Nell’aggiornamento del Def, approvata dal Consiglio dei ministri il 30 settembre, il valore dello spread viene assunto “ai livelli attuali” (quando lo spread era a 140 punti) per il 2014, sui 150 punti per il 2015 e sui 100 punti per il 2016. Valori ben più elevati di quelli registrati a fine giornata. Se questi valori dovessero stabilizzarsi, le stime del governo dovrebbero ulteriormente essere riviste o, quantomeno, si dovranno attivare le famose “clausole di salvaguardia”, che prevedono tagli lineari qualora gli obiettivi di deficit e pil del documento di finanza pubblica non dovessero essere rispettati.
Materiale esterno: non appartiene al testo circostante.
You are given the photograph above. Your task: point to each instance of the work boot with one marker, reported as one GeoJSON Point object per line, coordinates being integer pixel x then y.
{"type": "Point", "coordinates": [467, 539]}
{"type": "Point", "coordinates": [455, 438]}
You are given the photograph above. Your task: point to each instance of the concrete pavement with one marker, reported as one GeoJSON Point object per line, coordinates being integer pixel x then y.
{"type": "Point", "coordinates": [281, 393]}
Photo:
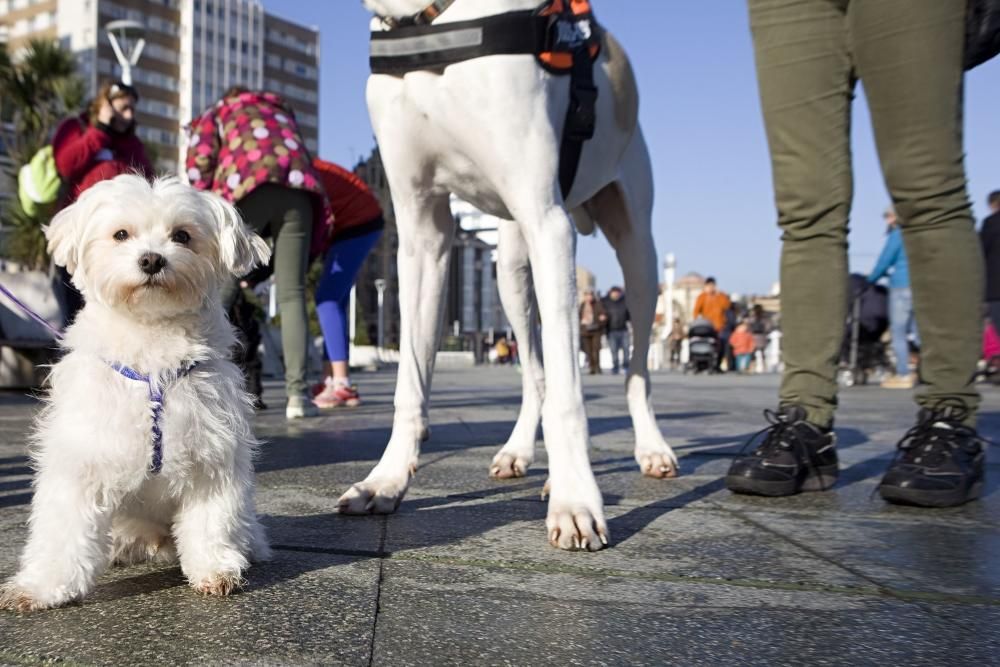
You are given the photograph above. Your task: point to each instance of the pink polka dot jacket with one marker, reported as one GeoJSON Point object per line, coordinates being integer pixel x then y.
{"type": "Point", "coordinates": [247, 140]}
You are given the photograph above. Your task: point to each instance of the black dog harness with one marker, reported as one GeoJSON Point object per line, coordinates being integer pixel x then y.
{"type": "Point", "coordinates": [561, 34]}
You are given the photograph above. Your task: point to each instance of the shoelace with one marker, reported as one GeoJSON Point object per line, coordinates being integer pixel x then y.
{"type": "Point", "coordinates": [938, 432]}
{"type": "Point", "coordinates": [781, 434]}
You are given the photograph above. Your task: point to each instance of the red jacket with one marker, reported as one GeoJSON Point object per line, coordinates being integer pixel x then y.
{"type": "Point", "coordinates": [354, 207]}
{"type": "Point", "coordinates": [85, 155]}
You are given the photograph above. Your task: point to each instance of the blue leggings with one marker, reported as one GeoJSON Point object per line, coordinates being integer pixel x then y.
{"type": "Point", "coordinates": [333, 294]}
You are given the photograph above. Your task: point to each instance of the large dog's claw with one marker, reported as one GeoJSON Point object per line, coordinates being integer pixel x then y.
{"type": "Point", "coordinates": [575, 521]}
{"type": "Point", "coordinates": [508, 466]}
{"type": "Point", "coordinates": [659, 464]}
{"type": "Point", "coordinates": [372, 497]}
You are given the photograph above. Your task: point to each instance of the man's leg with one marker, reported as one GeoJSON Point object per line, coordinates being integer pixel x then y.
{"type": "Point", "coordinates": [805, 75]}
{"type": "Point", "coordinates": [291, 253]}
{"type": "Point", "coordinates": [909, 58]}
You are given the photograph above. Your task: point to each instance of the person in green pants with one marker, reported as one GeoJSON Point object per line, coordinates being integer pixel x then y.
{"type": "Point", "coordinates": [248, 149]}
{"type": "Point", "coordinates": [908, 56]}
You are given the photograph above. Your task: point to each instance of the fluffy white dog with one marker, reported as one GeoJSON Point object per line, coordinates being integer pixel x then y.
{"type": "Point", "coordinates": [489, 130]}
{"type": "Point", "coordinates": [144, 448]}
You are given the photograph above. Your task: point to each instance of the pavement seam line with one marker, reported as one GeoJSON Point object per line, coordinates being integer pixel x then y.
{"type": "Point", "coordinates": [877, 590]}
{"type": "Point", "coordinates": [884, 589]}
{"type": "Point", "coordinates": [378, 591]}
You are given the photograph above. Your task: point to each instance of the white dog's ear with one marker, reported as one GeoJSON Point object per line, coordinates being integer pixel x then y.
{"type": "Point", "coordinates": [240, 250]}
{"type": "Point", "coordinates": [63, 234]}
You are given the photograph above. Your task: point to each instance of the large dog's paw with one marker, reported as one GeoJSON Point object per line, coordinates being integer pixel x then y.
{"type": "Point", "coordinates": [576, 520]}
{"type": "Point", "coordinates": [509, 464]}
{"type": "Point", "coordinates": [375, 495]}
{"type": "Point", "coordinates": [659, 462]}
{"type": "Point", "coordinates": [220, 584]}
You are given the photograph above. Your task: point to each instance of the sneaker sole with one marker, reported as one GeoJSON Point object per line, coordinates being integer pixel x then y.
{"type": "Point", "coordinates": [922, 498]}
{"type": "Point", "coordinates": [823, 481]}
Nel 2015, il Tesoro dovrà rinnovare 144 miliardi di euro solo in Btp – sul quale ai tassi attuali pagherà 3,5 miliardi di euro di interessi – e altri 138 miliardi di rinnovi sono previsti per il 2016. Rispetto alle previsioni del Governo, mancano almeno 1,5 miliardi di euro solo in spese aggiuntive da Btp nei prossimi due anni. Considerando tutta la struttura del debito italiano, alcune stime di Bankitalia prevedono che una riduzione di 100 punti base impilchi un risparmio cumulato di 1,1 punti percentuali di Pil in tre anni (cioè 18 miliardi). Applicando questa metrica, uno spread a 165 implicherebbe circa 3,7 miliardi di spesa aggiuntiva per interessi. Attualmente non coperti dalla Legge di Stabilità.

E però, ipotesi per ipotesi, c’è il grosso rischio che la manovrona di Renzi finisca mangiata a poco a poco. O dall’Europa, o dalle tasse, o dalla crisi delle altre economie europee. La manovrona potrebbe essere troppo piccola e troppo tardiva già oggi. In attesa di trovare le coperture.